Right before leaving for London, I went to see the movie Yesterday – did any of you see this? In the film, some unexplained warp occurs in reality, and the main character, a guy by the name of Jack Malik, awakens from a traffic accident into an altered world in which the Beatles apparently never existed. Jack is somehow the only person who remembers them, who remembers all of that music.

Now, Jack is a part-time musician, but he is no musical genius. He’s not the composer of these songs. He’s just, the guy that remembers them. But his memory imposes upon him a responsibility. And so this becomes his calling: to be the voice of the Beatles.
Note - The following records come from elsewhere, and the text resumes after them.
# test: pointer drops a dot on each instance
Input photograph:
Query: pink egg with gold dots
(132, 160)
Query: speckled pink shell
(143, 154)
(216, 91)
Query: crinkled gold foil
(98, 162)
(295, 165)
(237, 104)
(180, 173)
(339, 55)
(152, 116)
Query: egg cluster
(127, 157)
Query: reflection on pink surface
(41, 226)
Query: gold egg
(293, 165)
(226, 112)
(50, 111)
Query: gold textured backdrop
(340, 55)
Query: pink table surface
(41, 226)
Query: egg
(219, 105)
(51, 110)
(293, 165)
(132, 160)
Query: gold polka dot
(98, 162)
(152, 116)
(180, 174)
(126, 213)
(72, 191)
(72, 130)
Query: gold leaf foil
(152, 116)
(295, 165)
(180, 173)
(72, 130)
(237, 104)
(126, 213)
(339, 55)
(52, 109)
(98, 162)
Not to write down their songs, not just to record them and safely preserve them, but to sing them. To help the world remember.

Because it isn’t enough to archive our songs, our stories, our witness. Songs need to be sung, stories need to be told, truth needs to be spoken.
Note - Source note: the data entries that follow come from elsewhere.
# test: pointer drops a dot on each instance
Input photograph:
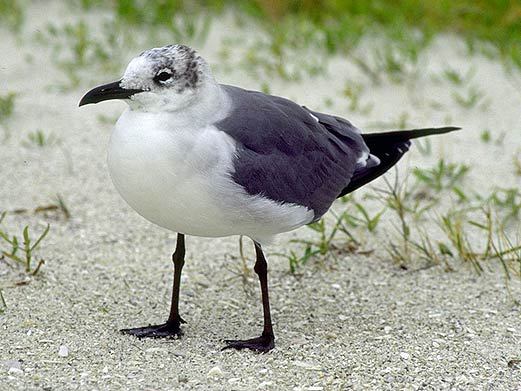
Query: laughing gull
(206, 159)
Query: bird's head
(169, 78)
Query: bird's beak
(106, 92)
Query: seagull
(206, 159)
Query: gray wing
(286, 154)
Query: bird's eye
(162, 76)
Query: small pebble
(64, 351)
(215, 372)
(13, 364)
(15, 371)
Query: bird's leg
(266, 341)
(172, 327)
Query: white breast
(180, 178)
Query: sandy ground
(355, 323)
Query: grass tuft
(20, 249)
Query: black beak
(106, 92)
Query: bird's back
(290, 154)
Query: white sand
(356, 323)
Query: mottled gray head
(169, 78)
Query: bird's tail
(388, 147)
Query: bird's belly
(181, 180)
(169, 183)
The moral of the film, perhaps, is this: We can’t all be Lennon or McCartney. But we can be Jack Malik.

As the apostle Paul reminds us, we are not all prophets. Not everyone receives that call, that breath of God that fills their lungs and forces them to exhale poetry. Not everyone has that vision, that ability to see clearly what others cannot imagine.

We can’t all be Jeremiah. But we can be Baruch.

We can lift up the words of the wise, we can bravely speak their truth in the presence of power.  This is especially true for those of us who enjoy the privilege of access – whether by virtue of race or religion or class or education. Those of us who still have access to the Temples of this age can use our voices to amplify the voices of those who have been shut out, and to remember the stories of those who can no longer tell their own.

Holocaust survivor Elie Wiesel – another author whose work was banned at one time – once said that “Listening to a witness, makes us a witness.” Baruch knew what that sentence meant. He was a witness. And thanks to him, so are we.

What do you know, that must be remembered? What have you learned, that must be taught? What have you read, that must be spoken? What have you heard, that must be sung?